The Internal Revenue Service (IRS) recently released guidance on the implementation of the $2,500 limit on health flexible spending accounts (FSA) scheduled to go into effect in 2013.  IRS Notice 2012-40 (Notice) clarifies the application of the new limit for plan years beginning after 2013 and solicits comments regarding whether to modify the use-or-lose rule set forth in the current proposed regulations under Section 125 of the Internal Revenue Code of 1986, as amended (Code).

The Notice states that the $2,500 limit on contributions to health flexible spending accounts is applicable for plan years beginning on or after January 1, 2013.  This means that non-calendar year plans do not need to institute a mid-year limit to comply with applicable law.  In addition, the Notice states that the $2,500 limit does not apply to heath savings accounts or health reimbursement accounts or “flex-credits” granted by an employer.  In addition, for cafeteria plans under Section 125 of the Code with grace periods which allow use of contributions for up to two and one-half months after the end of the plan year, the $2,500 limit does not apply to any amounts contributed for the previous plan year and available during such grace period.

If an employee erroneously contributes more than $2,500 to his or her health flexible spending account for plan years beginning on or after January 1, 2013, the Notice provides for a correction method for employers to refund amounts over the limit to the employee and adjust the employee’s reportable wages for the applicable tax year.  This correction method is available only if the employer has complied with the written plan requirements of Section 125 of the Code, the erroneous contribution was due to reasonable mistake and not willful neglect by the employer and the employer’s cafeteria plan is not under examination for the plan year in which the erroneous contributions occurred.

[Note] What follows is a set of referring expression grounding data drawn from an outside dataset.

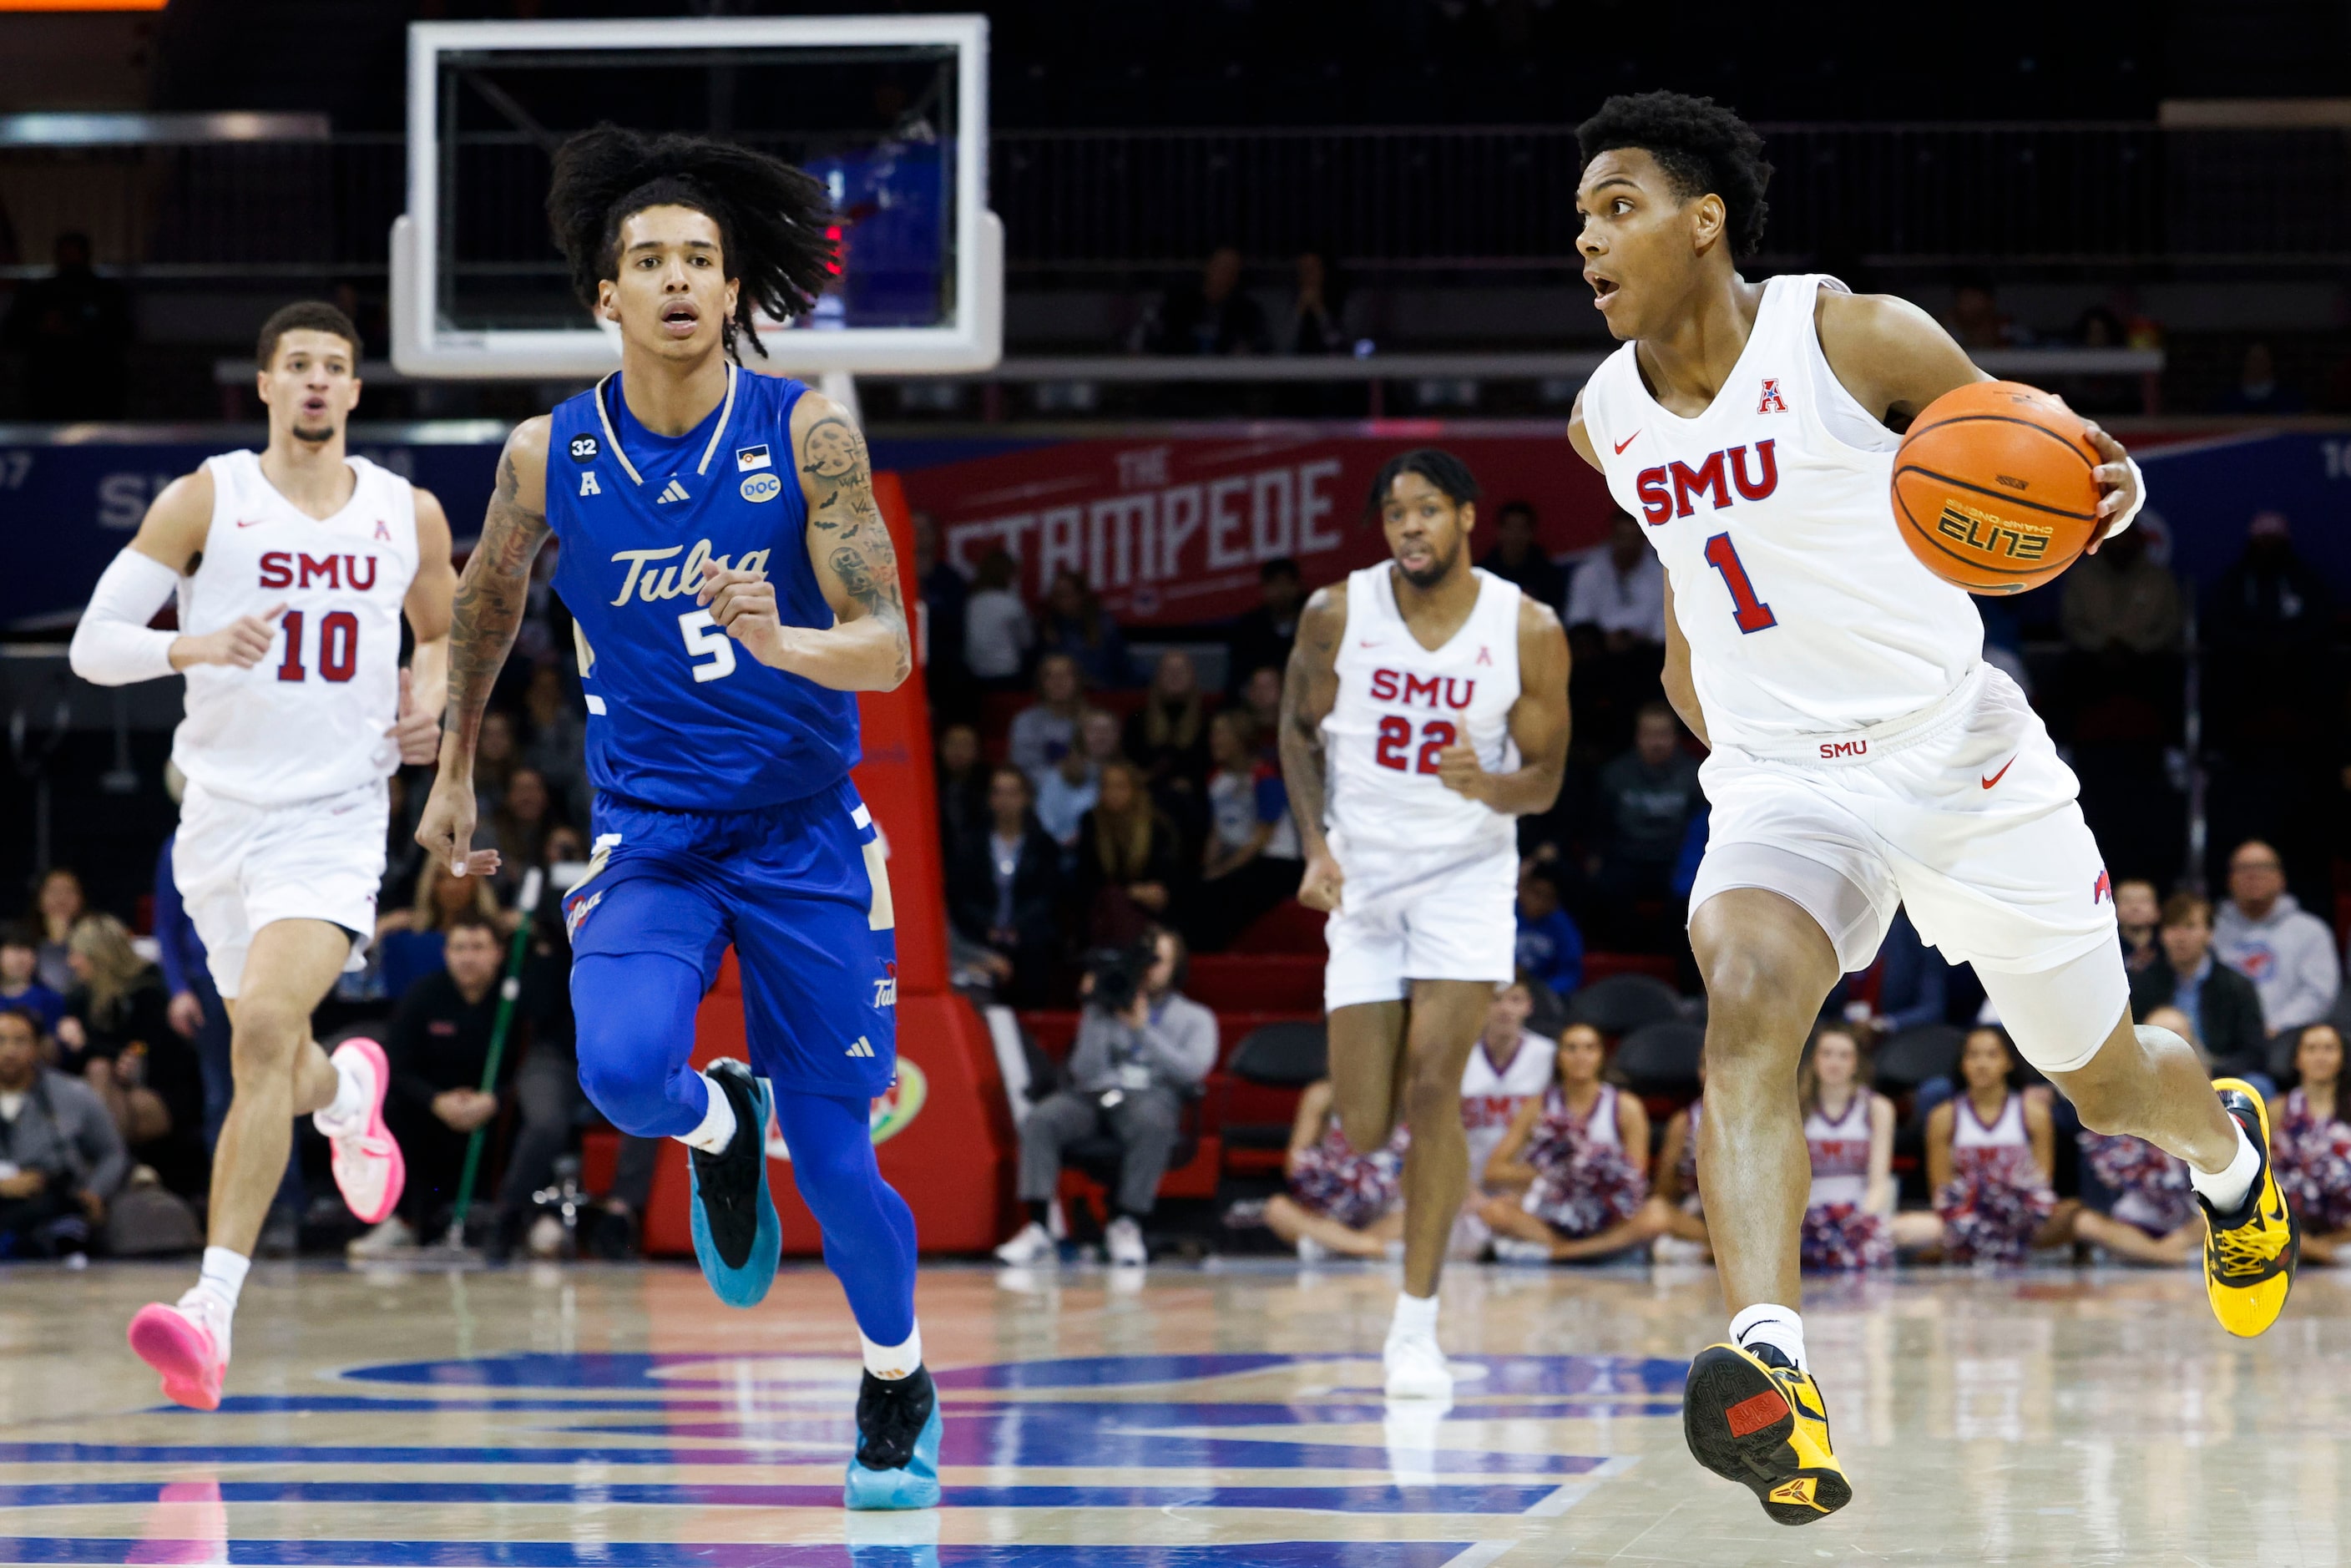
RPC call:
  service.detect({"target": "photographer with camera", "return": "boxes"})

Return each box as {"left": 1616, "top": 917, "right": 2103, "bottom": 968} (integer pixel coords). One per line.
{"left": 995, "top": 926, "right": 1217, "bottom": 1267}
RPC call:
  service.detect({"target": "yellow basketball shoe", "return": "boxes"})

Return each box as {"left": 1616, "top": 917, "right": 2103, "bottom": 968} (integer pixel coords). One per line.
{"left": 1682, "top": 1340, "right": 1851, "bottom": 1526}
{"left": 2202, "top": 1079, "right": 2298, "bottom": 1338}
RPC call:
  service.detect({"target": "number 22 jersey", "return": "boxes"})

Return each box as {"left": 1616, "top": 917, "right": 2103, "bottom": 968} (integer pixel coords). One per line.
{"left": 545, "top": 364, "right": 860, "bottom": 812}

The Notice also provides that employers may amend the cafeteria plan anytime prior to December 31, 2014 to comply with the new FSA limit.  Such amendment may express the limit as a maximum dollar amount or use another method to express the new $2,500 limit.  The $2,500 limit will be subject to cost of living increases and this type of indexing should be considered when drafting any required amendments.

Finally, the Notice requests comments on modifications to the use-or-lose rule for health flexible spending accounts currently in effect given implementation of the new dollar limit.  McDermott will continue to update employers on any changes to the use-or-lose rule for health flexible spending account plans.